Identifying differentially abundant fungal genera between control and treatment samples
To identify which genera might be driving the differences in community composition seen in the ordination plots (Fig. 3), we carried out differential abundance testing between control and treatment samples separately for each soil horizon. These tests were carried out using ALDEx2, ANCOM-II and MaAsLin2 and we consider a genus to be differentially abundant if two of these three tests identify it (see Methods section for further details). Overall, seven genera were identified as significantly differentially abundant, predominantly within the upper forest floor horizon, however, most of these were found in very low abundances. If we focus on only the 25 most abundant genera by relative or rCLR abundance (44 total), only three genera were significantly differentially abundant within these (Fig. 4): Apodus (more abundant in treatment samples in the upper forest floor horizon), Galerina (more abundant in control samples in the upper forest floor horizon) and Tylospora (more abundant in control samples in the upper B horizon; these trends were consistent between both relative and rCLR abundance).
Bacterial/archaeal taxa associated with lime amendment.

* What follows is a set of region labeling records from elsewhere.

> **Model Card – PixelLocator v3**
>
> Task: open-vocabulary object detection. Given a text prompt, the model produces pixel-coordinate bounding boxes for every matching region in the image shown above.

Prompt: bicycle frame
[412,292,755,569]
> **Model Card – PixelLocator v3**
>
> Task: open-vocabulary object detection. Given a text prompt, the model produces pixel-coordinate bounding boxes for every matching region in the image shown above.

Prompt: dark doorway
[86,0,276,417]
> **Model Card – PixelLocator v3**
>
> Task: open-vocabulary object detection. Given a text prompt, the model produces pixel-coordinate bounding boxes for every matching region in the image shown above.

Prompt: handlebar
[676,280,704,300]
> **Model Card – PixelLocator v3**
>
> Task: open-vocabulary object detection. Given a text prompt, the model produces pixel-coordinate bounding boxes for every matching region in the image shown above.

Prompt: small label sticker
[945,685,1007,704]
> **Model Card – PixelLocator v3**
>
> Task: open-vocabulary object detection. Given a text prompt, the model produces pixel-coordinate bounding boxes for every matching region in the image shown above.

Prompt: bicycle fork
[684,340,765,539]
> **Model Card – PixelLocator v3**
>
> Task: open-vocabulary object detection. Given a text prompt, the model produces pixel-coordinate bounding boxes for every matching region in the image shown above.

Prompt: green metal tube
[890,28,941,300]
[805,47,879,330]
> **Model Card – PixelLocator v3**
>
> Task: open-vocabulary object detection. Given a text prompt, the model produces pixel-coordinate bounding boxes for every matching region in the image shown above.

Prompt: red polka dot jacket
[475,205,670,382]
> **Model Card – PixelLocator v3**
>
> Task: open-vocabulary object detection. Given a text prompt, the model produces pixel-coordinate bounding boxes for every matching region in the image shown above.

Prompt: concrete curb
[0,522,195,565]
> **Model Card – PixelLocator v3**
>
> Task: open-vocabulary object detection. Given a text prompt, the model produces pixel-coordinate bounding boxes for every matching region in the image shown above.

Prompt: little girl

For the bacterial/archaeal genera we again carried out differential abundance testing between control and treatment samples within each soil horizon using ALDEx2, ANCOM-II and MaAsLin2 and we consider a genus to be differentially abundant if two of these three tests identify it. Overall, 230 genera were identified as being significantly differentially abundant between control and treatment samples in at least one of the three horizons; 185 in the upper forest floor, 13 in the lower forest floor and 8 in the upper B horizon. We focused on those that were also within the most abundant genera, taking the top 25 most abundant genera by relative or rCLR abundance (46 total; Fig. 5). Reflecting the magnitude of alpha and beta diversity shifts in the horizons, 24 or three genera (of the 46 total) were significantly differentially abundant between control and treatment samples in the upper or lower forest floor samples, respectively. Three of these taxa (all unclassified at the genus level; Commomonadaceae, Bacteroidia and Microscillaceae) were identified in both upper and lower forest floor samples, and are all more abundant in treatment than control samples. One genera was significantly differentially abundant in the upper B horizon; Acidipila (Acidobacteriae), slightly more abundant in treatment than control samples, 0.41 vs 0.18% and − 1.66 vs -2.05 for rCLR abundance, respectively. Five genera belonging to the Acidobacteriae class were identified as differentially abundant by at least 2 tests and are more abundant in control vs treatment samples. In contrast, the five genera identified by at least two tests belonging to the Bacteroidia class are more abundant in treatment vs control. Similar trends are not seen within any other classes that have multiple genera identified as differentially abundant.